Daniel L. Cork, Ph.D., is a senior program officer for the Committee on National Statistics (CNSTAT). He has served as a study director or a program officer for nearly all of the committee’s studies or workshops related to the U.S. decennial census and the American Community Survey since joining the CNSTAT staff in 2000, including the Panels on Residence Rules in the Decennial Census, Research on Future Census Methods (2010 Planning panel), Review of the 2000 Census, and Review of the 2010 Census, and the Standing Committee on Reengineering Census Operations. He also directed the Panel on Modernizing the Nation’s Crime Statistics and the Panel to Review the Programs of the Bureau of Justice Statistics (in cooperation with the Committee on Law and Justice) and was the senior program officer for the Panel on the Feasibility, Accuracy, and Technical Capability of a National Ballistics Database (joint with the Committee on Law and Justice and the National Materials Advisory Board). His research interests include quantitative criminology, geographical analysis, Bayesian statistics, and statistics in sports.

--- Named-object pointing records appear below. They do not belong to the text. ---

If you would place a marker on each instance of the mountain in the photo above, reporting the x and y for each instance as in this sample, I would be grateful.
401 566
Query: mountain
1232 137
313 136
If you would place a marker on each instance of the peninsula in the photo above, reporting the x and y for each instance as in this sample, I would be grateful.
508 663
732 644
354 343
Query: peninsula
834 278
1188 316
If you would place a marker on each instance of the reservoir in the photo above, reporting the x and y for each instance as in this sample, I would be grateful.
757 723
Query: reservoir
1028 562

He has a B.S. in statistics from The George Washington University and an M.S. in statistics and a joint Ph.D. in statistics and public policy from Carnegie Mellon University.

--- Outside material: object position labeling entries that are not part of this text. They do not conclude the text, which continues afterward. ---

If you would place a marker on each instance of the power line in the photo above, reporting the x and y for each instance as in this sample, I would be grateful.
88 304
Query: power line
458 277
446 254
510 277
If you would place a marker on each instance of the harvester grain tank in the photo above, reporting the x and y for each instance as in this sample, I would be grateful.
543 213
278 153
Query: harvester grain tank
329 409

Olivia C. Yost, M.Sc., is a program officer with the Board on Health Sciences Policy. She has supported multiple consensus study and workshop committees related to the topics of respiratory protection, preparedness, and occupational health—most recently, the Committee on Best Practices for Assessing Mortality and Significant Morbidity Following Large-Scale Disasters, the Committee on Current Issues in the Assessment of Respiratory Protective Devices, and the Committee on the Use of Elastomeric Respirators in Health Care. Prior to joining the National Academies in 2015, Ms. Yost worked as a research officer for ARCHIVE Global, a global health organization based in New York City, where she managed evaluation activities for disease control programs in the Caribbean, West Africa, and South Asia. Ms. Yost received her M.Sc. in the Control of Infectious Diseases from the London School of Hygiene & Tropical Medicine, where her graduate research focused on developing rapid, low-cost testing methodologies to identify failing wastewater infrastructure. She received her B.A. in history and communications from Franklin University Switzerland.

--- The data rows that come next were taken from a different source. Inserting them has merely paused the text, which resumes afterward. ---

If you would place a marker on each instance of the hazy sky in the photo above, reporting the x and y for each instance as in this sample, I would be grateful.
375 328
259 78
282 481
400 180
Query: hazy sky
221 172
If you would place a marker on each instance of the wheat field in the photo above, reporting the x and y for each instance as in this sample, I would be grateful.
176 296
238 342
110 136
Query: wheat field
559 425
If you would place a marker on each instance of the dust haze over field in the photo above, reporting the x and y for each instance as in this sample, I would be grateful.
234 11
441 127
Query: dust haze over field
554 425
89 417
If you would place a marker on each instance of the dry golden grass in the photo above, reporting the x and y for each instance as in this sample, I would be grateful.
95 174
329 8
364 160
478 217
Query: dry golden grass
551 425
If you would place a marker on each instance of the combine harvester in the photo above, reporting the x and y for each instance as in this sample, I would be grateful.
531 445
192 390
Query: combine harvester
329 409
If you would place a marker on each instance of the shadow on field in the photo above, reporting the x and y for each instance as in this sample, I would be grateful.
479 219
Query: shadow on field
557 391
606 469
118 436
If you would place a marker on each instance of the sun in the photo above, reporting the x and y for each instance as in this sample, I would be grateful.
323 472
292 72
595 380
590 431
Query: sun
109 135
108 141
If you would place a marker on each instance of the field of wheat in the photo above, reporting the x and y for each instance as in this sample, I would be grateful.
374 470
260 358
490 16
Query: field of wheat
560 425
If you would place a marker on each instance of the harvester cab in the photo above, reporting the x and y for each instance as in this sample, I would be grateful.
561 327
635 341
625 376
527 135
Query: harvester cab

Michael Berrios, M.A., is a research associate with the Board on Health Sciences Policy. He has worked on several previous National Academies of Sciences, Engineering, and Medicine reports, most recently with the Committee on Medication-Assisted Treatment for Opioid Use Disorder and the Committee on Clinical Trials During the 2014–2015 Ebola Outbreak. He has an M.A. in Asian studies from The George Washington University.